Tadpoles skin microbiome is shaped by their environment and is more diverse in Rv and Af compared to Ll tadpoles.
(A) We compared the skin microbiome of three anuran species: two species of poison frogs inhabiting different habitats that transport their offspring (Rv and Af) and a leptodactylid frog (Ll) that deposits its eggs in water without transporting the tadpoles. (B) Alpha diversity measures (observed ASV richness, Shannon diversity and evenness) for tadpoles (T) and adults (A) of each species were compared. Differences were determined with an ANOVA or Kruskal Wallis test, significance (p < 0.01) is indicated by **. (C) Comparison of ASV richness, Shannon diversity, and evenness of communities associated with poison frog tadpoles (Af or Rv) and non-poison frog species (Ll). (D) Comparison of Shannon diversity and evenness of communities associated with the aquatic habitats of Af, Rv, and Ll. Bars in boxplots represent median values. The dataset was separately rarefied to the lowest read depth of each comparison.

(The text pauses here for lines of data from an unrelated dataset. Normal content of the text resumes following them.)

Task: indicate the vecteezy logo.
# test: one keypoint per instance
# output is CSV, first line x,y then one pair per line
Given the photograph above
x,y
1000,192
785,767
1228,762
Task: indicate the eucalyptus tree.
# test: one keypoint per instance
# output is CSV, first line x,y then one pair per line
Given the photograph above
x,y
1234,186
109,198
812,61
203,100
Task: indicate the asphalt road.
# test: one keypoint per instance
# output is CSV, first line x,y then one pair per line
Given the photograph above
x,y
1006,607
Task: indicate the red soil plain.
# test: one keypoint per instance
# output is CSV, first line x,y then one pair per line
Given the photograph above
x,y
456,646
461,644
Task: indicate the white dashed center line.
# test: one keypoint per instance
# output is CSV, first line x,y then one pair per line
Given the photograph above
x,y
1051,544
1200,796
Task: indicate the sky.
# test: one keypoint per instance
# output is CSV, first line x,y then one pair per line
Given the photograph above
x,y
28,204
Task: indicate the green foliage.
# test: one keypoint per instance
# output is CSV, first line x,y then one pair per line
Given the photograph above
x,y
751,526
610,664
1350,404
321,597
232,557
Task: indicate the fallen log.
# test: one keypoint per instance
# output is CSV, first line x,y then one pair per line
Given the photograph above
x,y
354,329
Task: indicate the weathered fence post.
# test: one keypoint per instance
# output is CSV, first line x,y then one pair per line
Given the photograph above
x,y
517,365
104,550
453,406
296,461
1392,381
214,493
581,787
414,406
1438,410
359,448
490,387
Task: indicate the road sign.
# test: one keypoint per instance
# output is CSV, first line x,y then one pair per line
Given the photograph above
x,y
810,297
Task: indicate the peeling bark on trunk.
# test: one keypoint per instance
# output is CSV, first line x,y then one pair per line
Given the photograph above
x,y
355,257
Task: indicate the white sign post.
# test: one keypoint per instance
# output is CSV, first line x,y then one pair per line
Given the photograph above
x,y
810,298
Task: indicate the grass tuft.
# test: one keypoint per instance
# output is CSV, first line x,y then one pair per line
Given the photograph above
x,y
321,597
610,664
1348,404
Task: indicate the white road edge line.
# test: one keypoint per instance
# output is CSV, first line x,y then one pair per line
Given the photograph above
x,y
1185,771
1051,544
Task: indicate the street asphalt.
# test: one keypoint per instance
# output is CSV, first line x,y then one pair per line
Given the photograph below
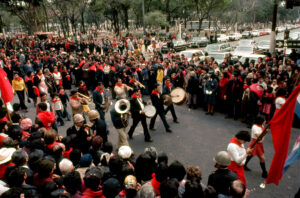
x,y
196,140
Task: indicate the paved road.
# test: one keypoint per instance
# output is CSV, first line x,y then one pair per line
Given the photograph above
x,y
196,140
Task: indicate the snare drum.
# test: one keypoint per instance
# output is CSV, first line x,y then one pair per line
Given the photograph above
x,y
178,96
150,111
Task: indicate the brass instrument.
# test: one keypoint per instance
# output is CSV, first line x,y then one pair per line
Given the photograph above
x,y
89,99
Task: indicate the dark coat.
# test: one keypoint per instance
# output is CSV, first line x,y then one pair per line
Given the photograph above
x,y
221,180
234,90
157,102
135,108
100,128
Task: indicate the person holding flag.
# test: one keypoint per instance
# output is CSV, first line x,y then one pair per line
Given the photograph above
x,y
238,153
20,89
258,149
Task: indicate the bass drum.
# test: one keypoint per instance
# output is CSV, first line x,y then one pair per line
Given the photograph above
x,y
179,96
150,111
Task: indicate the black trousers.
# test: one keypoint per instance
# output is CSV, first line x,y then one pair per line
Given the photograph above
x,y
162,117
135,122
171,108
21,96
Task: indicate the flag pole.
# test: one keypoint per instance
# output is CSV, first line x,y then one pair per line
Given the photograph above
x,y
8,114
260,137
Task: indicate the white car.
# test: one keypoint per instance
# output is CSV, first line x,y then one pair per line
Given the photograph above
x,y
219,56
235,36
243,51
255,33
222,38
189,53
246,43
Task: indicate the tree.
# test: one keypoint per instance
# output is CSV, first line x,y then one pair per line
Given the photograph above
x,y
156,19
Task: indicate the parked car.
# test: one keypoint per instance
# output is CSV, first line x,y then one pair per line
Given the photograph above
x,y
235,36
224,47
243,51
179,45
263,46
252,57
189,54
246,34
198,42
222,38
255,33
219,56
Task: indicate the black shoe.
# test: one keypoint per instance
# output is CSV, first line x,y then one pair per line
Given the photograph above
x,y
264,174
149,140
168,130
246,168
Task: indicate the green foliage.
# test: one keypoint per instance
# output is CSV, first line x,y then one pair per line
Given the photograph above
x,y
156,19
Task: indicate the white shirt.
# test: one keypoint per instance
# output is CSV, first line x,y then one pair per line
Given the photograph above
x,y
237,153
256,131
279,102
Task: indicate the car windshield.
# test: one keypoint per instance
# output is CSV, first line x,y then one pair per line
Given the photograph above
x,y
212,48
264,43
243,49
244,42
217,56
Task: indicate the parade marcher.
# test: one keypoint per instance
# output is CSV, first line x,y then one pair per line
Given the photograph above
x,y
258,149
138,115
20,89
158,103
167,90
120,89
79,134
99,126
210,93
222,178
99,98
238,153
58,108
77,103
120,122
33,91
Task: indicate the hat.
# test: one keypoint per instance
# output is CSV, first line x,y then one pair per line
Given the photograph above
x,y
93,114
111,187
26,124
125,152
5,154
222,158
86,160
130,182
78,118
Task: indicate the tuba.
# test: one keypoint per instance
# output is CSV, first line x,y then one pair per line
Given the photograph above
x,y
122,107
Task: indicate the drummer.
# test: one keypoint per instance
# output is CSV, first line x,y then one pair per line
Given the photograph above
x,y
168,87
138,114
158,103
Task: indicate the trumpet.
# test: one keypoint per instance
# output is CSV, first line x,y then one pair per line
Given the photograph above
x,y
89,99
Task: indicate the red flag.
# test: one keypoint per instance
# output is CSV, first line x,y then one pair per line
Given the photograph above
x,y
281,127
7,93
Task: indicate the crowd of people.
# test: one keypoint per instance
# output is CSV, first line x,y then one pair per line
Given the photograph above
x,y
56,73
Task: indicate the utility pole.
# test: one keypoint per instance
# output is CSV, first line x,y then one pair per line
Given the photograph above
x,y
143,13
273,34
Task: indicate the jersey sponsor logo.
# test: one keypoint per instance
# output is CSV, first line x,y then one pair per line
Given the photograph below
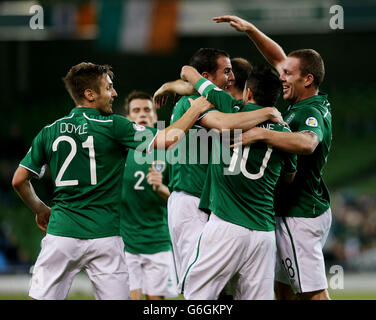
x,y
138,127
311,122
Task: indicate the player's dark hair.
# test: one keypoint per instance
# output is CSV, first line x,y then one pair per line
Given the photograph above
x,y
241,68
85,75
310,63
205,59
136,94
265,85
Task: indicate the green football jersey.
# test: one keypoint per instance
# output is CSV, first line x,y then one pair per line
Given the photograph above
x,y
240,190
308,195
86,154
190,157
143,219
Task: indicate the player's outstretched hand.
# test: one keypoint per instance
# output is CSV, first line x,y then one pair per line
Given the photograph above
x,y
42,218
276,117
238,23
154,178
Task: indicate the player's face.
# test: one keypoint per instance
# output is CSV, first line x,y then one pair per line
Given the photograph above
x,y
107,95
224,76
292,80
142,112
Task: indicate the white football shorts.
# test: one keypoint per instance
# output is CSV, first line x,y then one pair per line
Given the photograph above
x,y
61,258
154,273
300,260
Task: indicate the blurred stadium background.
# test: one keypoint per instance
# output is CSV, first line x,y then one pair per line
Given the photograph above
x,y
147,42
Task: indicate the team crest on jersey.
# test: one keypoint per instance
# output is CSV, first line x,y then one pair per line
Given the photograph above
x,y
138,127
311,122
289,119
158,166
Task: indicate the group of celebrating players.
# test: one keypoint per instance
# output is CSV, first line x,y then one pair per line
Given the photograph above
x,y
251,225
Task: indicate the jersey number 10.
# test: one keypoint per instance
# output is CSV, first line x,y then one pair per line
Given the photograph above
x,y
89,143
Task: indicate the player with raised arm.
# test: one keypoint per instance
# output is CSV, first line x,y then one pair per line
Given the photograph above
x,y
85,152
185,219
238,241
303,207
143,218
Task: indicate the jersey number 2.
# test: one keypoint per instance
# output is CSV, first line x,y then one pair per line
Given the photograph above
x,y
89,143
243,162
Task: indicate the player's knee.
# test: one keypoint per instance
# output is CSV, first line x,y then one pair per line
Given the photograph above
x,y
283,291
315,295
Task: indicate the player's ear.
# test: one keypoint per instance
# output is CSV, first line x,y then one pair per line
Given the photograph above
x,y
249,94
205,74
90,95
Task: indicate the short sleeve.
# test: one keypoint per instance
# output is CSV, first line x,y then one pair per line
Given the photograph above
x,y
310,119
134,136
222,100
35,159
289,159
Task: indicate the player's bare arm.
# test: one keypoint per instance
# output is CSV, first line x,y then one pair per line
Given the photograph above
x,y
176,131
304,142
271,50
22,185
155,179
169,89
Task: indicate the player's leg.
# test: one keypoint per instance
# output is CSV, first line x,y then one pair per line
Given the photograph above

Species, life stage and parental care affect clustering of microbial communities.
(A) In a Principal Coordinate Analysis constructed with Bray-Curtis distances (axis 1 and 2 on the left, axes 2 and 3 on the right) tadpoles cluster significantly differently from each other, adults, and their aquatic environment. Significances were determined with a PERMANOVA followed by a pairwise adonis posthoc test. Points in ordination plots represent the communities of each sample, circles represent confidence ellipses. (B) Principal Coordinate Analysis constructed with Bray-Curtis and Unifrac distances for adults, tadpoles, and aquatic environment of each species. (C) Number of core species (prevalence > 75%, relative abundance > 0.1%) shared between adults, tadpoles and the respective aquatic environment of each species.

Tadpole transport influences community structure.
(A) Tadpoles collected from the back of their caregiver (“transported”) and reared in artificial cups for one month were compared to six-week-old tadpoles that hatched from eggs transferred to artificial cups and did not experience transport by adult frogs (“non-transported”). (B) Principal Coordinate Analysis constructed using unweighted Unifrac distances, transported tadpoles cluster significantly differently from non-transported tadpoles. Significances were determined with a PERMANOVA followed by a pairwise adonis post hoc test. (C) Venn diagram comparing unrarefied ASVs agglomerated on a genus level between transported tadpoles, non-transported tadpoles, and the aquatic environment. (D) Bubble diagram depicting the presence (circle) or absence (dot) of 10 ASV found to be shared between parents and transported tadpoles as well as their possible source (“transporting parent”, “nursery water”, “refill water” or “untested”). Non-transported tadpoles that died prior to sampling are indicated by ‘X’.